“Nay, if we are to moralise on worldly felicity, I fear that instead of inspiriting you, which is my wish, I shall prove but a too congenial companion. But such a theme is not for you.”

“And why should it be for one who, though he lecture me with such gravity and gracefulness, can scarcely be entitled to play the part of Mentor by the weight of years?” said the Baroness, with a smile: “for one who, I trust, who I should think, as little deserved, and was as little inured to, sorrow as myself!”

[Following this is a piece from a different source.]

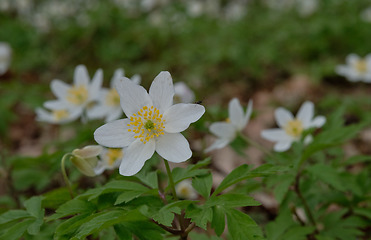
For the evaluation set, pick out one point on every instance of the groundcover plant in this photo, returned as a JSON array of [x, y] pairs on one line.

“To find that you have cause to grieve,” said Vivian, “and to learn from you, at the same time, your opinion of my own lot, prove what I have too often had the sad opportunity of observing, that the face of man is scarcely more genuine and less deceitful than these masquerade dresses which we now wear.”

“But you are not unhappy?” asked the Baroness with a quick voice.

“Not now,” said Vivian.

His companion seated herself on the marble balustrade which surrounded the fountain: she did not immediately speak again, and Vivian was silent, for he was watching her motionless countenance as her large brilliant eyes gazed with earnestness on the falling water sparkling in the moonlight. Surely it was not the mysterious portrait at Beckendorff’s that he beheld!

She turned. She exclaimed in an agitated voice, “O friend! too lately found, why have we met to part?”

“To part, dearest!” said he, in a low and rapid voice, and he gently took her hand; “to part! and why should we part? why—”

“Ask not; your question is agony!” She tried to withdraw her hand, he pressed it with renewed energy, it remained in his, she turned away her head, and both were silent.

“O! lady,” said Vivian, as he knelt at her side, “why are we not happy?”